I showed a few of my more game oriented friends my gaming desktop which I already had Unbuntu installed on and the first words out of their mouthes was "But Chris, how are you going to be able to play Starcraft 2 or WoW without Windows's support??questionmark???". I simply smirked and brought them over to my desktop where I had Ubuntu Desktop 10 installed. I proceeded to explain that a program called Wine has been around for over a decade and allowed Linux users to make use of Windows based programs, including Direct X backed games. They looked at me as if I had lobsters crawling out of my ears, so I sat them down, booted up PlayOnLinux which is pretty much a front for Wine, and loaded up Starcraft 2 which I had installed the previous night.
It loaded up in just a few seconds minus the login, password, and authenticator information that needs to be inputed on start up. They watched in amazment as I started up a 4 vs 4 game with full 1400 x 1050 res, full AA settings, as well as having all the texture settings cranked up to the max. I played the match for 20 minutes and didn't experience one hickup in frame rate even when dozens of units where on screen at the same time blowing shit up.
I then moved onto WoW, which started up in a few seconds minus login, password, and auth code input and proceeded to head to Dalaran.
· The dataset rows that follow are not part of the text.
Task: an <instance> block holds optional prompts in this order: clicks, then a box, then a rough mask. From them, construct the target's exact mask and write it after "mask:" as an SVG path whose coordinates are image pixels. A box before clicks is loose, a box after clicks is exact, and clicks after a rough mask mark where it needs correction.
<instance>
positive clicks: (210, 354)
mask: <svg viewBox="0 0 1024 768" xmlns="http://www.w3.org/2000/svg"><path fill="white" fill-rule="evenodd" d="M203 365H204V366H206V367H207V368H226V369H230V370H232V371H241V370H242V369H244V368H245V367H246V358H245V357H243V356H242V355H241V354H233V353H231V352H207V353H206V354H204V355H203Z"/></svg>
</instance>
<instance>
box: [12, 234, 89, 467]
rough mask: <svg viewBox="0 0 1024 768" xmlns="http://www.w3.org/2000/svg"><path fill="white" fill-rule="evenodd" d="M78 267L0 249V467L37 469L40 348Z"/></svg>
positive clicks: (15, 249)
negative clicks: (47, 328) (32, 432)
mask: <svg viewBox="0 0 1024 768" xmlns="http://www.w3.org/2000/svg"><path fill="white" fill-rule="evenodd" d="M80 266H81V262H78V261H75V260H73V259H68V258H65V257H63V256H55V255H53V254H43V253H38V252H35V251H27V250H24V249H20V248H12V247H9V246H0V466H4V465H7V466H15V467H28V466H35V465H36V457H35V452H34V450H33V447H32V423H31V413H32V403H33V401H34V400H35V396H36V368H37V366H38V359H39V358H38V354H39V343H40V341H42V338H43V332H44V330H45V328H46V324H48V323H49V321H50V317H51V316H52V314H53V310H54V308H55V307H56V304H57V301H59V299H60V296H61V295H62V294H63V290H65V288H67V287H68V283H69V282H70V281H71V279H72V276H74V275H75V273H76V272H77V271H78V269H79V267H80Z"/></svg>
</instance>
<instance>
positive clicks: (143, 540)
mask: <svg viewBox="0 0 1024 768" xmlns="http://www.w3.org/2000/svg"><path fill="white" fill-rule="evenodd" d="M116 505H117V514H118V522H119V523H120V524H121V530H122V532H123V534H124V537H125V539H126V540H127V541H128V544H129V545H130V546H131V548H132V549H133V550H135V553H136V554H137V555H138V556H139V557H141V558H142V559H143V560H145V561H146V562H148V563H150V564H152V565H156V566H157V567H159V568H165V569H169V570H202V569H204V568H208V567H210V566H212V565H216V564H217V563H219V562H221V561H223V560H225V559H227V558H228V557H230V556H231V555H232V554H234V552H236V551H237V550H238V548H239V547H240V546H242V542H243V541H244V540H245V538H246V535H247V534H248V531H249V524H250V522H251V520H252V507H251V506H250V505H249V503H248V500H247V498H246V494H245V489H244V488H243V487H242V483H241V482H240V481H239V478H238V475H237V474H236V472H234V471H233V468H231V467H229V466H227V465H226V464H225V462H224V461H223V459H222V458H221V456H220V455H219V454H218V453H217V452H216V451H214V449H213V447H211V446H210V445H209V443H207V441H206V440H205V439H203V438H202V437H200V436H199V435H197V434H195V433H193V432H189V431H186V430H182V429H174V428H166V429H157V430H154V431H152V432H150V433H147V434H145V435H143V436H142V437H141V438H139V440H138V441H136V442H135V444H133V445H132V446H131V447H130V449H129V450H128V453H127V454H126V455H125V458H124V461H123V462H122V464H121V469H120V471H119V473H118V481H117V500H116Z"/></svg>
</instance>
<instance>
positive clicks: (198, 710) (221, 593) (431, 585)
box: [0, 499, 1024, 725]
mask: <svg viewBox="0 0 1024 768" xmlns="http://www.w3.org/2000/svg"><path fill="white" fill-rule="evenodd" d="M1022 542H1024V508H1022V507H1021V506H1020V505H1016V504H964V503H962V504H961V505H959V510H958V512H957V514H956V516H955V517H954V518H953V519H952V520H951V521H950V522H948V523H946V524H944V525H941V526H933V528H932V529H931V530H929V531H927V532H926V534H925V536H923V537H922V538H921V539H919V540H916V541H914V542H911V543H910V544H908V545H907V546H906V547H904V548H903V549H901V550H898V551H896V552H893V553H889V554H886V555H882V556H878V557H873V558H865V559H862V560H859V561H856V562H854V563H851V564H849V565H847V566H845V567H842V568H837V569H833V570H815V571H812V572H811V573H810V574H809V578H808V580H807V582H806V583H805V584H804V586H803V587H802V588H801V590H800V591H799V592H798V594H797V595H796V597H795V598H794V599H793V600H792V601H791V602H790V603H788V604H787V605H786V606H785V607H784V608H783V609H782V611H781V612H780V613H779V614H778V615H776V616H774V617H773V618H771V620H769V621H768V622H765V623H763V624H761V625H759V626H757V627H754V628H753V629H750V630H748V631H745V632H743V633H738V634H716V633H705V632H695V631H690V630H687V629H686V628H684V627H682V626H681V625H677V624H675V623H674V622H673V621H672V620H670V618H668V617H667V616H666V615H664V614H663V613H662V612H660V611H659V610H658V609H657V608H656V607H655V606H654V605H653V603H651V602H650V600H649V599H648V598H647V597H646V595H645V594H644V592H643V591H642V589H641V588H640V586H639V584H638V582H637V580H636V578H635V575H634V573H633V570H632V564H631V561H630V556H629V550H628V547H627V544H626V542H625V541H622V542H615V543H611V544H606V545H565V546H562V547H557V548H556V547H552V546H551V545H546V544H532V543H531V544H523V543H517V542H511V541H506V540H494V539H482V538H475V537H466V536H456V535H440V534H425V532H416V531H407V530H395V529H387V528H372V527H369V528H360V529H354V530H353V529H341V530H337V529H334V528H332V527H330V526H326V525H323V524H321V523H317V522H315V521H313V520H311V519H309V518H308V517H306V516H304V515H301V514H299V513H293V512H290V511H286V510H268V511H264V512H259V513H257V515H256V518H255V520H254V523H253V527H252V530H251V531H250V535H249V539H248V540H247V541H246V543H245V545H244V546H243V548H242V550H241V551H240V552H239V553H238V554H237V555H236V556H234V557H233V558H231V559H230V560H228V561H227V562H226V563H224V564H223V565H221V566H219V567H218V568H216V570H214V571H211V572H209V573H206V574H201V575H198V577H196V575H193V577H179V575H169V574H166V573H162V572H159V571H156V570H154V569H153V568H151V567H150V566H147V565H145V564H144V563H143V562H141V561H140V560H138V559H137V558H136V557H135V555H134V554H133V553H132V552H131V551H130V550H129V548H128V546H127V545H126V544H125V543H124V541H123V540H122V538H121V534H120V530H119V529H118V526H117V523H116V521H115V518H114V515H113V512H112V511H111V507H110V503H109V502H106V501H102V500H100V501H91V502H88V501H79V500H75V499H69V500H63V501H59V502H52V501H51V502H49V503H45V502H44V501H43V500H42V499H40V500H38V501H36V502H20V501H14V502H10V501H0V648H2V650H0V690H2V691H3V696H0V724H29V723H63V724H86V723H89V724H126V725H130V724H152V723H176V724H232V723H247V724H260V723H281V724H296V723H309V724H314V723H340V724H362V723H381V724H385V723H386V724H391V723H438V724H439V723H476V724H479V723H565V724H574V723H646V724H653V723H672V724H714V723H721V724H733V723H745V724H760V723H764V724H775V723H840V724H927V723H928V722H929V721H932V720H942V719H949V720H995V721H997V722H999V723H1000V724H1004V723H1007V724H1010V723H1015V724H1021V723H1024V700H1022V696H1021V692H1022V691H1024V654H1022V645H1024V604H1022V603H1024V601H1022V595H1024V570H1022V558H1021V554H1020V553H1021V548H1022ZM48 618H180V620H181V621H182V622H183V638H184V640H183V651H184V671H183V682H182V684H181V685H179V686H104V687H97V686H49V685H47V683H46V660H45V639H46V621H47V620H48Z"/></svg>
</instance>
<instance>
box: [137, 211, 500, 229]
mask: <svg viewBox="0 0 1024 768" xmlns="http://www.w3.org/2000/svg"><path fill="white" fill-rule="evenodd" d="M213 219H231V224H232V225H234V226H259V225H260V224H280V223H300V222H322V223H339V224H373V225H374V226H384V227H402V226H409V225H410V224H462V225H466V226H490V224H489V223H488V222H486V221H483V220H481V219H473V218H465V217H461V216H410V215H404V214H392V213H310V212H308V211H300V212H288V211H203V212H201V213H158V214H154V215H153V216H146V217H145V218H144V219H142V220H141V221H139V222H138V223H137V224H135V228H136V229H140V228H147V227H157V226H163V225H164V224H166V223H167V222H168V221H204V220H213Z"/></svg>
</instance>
Once there, my frame rate maintained a constant 57-60 FPS and my latency was 70-90 the entire time. My friends, needless to say were impressed and said they would start dabbling with Linux over the next couple of months. I told them that almost all the proprietary drivers for graphics cards have been integrated or if not, open source drivers were available that allowed use of the cards for high level gaming, however the best part about this whole Linux thing.....is that it always has been, and always will be, free.